1. Background Information
This chapter should provide an overview of the event and its organisers. It generally includes information on any existing environmental policy, why a travel plan is being produced and detailing the location of the event along with some information on the site’s accessibility.
2. Site Audit and survey
The site audit and survey together provide the information to inform the rest of the travel plan. The site audit provides details on how accessible the site is by various forms of transport and includes both on-site and off-site infrastructure (see examples below):
No. of car parking spaces (as well as the no. of disabled and car sharing spaces)
No. of cycle parking spaces
No. of motorcycle parking spaces
On site cycle and walking routes
Any other relevant on site details
Off site infrastructure
Local pedestrian routes
Local cycling routes
Nearby bus stops with information on the routes and frequencies of the services that stop at these bus stops
Nearby train station(s) if applicable and information routes and frequencies of the services that stop at the station
The local road network
Below is an example site audit that can also be completed on-line (please contact the Workplace Travel Plan team for more details).

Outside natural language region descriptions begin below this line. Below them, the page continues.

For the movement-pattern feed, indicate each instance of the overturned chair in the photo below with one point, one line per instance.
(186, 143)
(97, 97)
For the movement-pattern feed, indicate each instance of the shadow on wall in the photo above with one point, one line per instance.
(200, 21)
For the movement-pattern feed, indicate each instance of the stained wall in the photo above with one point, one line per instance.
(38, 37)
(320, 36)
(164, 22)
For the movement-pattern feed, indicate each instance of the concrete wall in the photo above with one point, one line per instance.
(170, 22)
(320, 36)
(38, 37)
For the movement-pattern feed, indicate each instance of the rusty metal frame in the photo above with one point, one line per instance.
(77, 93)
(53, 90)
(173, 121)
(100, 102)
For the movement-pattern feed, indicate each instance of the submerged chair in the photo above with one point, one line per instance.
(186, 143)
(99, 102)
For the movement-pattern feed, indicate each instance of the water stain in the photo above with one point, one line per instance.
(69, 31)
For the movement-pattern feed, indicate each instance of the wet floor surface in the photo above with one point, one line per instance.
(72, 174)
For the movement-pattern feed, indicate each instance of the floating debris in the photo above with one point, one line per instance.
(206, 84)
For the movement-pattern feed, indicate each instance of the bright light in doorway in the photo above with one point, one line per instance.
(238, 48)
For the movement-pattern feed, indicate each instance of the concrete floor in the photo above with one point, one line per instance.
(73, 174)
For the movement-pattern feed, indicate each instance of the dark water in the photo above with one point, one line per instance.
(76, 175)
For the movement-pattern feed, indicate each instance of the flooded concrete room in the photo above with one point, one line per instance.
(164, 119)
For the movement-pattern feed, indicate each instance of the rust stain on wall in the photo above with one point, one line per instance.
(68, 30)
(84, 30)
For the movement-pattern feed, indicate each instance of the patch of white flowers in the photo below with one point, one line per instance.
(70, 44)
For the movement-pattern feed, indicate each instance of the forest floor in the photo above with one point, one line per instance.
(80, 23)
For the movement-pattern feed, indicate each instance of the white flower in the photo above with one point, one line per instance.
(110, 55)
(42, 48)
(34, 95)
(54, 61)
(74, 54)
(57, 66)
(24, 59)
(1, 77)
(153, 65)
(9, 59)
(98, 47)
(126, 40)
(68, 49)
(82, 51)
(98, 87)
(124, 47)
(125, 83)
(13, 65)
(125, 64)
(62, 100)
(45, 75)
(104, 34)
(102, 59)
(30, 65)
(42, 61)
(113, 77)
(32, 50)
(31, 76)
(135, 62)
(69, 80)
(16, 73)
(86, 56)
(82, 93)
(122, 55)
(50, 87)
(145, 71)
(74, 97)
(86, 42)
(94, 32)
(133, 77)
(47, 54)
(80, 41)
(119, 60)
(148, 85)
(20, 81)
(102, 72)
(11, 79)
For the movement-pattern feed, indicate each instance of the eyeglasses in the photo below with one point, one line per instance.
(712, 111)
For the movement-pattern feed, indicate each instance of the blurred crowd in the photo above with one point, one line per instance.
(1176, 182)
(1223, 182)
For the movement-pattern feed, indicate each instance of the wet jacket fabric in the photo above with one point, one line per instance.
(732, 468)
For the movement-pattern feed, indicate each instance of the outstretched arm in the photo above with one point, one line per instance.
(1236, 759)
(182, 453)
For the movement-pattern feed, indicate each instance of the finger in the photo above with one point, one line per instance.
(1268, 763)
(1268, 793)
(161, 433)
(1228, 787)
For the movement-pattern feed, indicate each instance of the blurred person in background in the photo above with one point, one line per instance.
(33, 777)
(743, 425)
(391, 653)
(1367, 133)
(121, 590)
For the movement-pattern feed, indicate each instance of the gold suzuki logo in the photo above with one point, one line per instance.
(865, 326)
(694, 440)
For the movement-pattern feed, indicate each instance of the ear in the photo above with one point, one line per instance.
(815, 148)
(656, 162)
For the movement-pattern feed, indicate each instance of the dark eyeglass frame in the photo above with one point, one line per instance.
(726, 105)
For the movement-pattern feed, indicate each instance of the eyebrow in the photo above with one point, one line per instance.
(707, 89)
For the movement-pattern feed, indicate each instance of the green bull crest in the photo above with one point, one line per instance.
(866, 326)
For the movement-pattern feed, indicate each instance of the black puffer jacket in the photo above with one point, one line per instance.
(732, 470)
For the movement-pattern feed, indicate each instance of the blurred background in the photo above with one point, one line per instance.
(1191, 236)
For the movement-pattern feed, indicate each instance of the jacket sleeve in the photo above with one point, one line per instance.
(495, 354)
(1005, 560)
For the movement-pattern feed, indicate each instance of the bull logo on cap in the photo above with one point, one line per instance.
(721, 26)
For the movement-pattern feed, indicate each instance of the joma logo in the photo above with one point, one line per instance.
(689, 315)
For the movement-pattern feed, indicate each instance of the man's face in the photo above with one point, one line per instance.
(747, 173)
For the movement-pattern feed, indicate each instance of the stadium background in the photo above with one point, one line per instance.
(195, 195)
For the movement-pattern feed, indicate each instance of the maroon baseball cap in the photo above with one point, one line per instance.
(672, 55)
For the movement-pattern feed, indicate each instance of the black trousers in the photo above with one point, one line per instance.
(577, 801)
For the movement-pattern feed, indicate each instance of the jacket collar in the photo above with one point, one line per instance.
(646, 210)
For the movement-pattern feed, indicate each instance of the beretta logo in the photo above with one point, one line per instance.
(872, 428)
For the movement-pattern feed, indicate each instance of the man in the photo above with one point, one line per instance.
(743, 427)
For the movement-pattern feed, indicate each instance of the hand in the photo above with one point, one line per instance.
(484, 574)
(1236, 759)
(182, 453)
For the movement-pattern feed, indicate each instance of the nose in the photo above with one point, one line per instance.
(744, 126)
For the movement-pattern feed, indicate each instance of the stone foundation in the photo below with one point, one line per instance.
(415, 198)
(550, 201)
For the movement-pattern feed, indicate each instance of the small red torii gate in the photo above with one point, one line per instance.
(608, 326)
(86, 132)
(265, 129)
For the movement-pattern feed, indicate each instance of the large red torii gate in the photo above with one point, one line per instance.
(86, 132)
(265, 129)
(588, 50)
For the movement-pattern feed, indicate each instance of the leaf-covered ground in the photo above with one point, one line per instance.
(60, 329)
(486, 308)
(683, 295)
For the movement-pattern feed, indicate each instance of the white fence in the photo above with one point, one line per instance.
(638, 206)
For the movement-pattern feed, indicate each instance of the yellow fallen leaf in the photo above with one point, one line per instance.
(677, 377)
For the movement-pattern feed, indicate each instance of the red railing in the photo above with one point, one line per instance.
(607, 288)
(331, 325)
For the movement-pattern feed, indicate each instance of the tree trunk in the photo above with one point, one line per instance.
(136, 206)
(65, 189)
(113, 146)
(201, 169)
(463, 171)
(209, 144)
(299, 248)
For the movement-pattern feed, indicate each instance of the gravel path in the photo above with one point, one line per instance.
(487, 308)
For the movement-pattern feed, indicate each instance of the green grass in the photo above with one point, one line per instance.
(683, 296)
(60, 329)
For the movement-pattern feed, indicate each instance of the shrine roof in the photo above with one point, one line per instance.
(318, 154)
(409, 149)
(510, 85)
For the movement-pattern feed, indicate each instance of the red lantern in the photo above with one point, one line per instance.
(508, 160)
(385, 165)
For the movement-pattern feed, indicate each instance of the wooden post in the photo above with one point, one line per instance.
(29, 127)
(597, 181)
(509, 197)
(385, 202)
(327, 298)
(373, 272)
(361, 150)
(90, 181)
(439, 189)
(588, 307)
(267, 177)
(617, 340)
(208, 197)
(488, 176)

The survey is used to find out how people currently travel to the event. This information can be used to both judge the success of the travel plan (see the monitoring section) and also to find out which measures would be most effective in influencing travel behaviour. To be effective a travel survey should include:
the main mode of travel to the site
the reasons for using this mode
the home postcode (this data can be used to plot where people travel from and therefore ascertain which modes of transport could be effectively promoted as part of the travel plan)
which incentives would allow you to consider walking/cycling/public transport/car sharing etc.
3. Aims and objectives
Every travel plan should include a series of aims and objectives which are broad statements of intent regarding what it is hoped the travel plan will achieve. Typically there is one overarching aim followed by several objectives. An example of an overarching aim of a travel plan would be:
A reduction of single occupancy vehicle (SOV) journeys to the event
Some objectives will be site or company specific, however some will be generic statements such as:
Improve the local environment
Improve road safety
There are two types of target that can be set for a travel plan. The first is known as an ‘aim-type’ target and is generally based on the percentage share of each travel mode used as ascertained through the staff survey and are measured over a specified time frame. An example target of this type would be:
x% reduction in single occupancy car use over y years
These targets can be applied to each main mode of transport and as stated above can be informed by the results of the staff survey. By way of guidance most travel plans aim for a 10-15% reduction in single occupancy car use over three to five years.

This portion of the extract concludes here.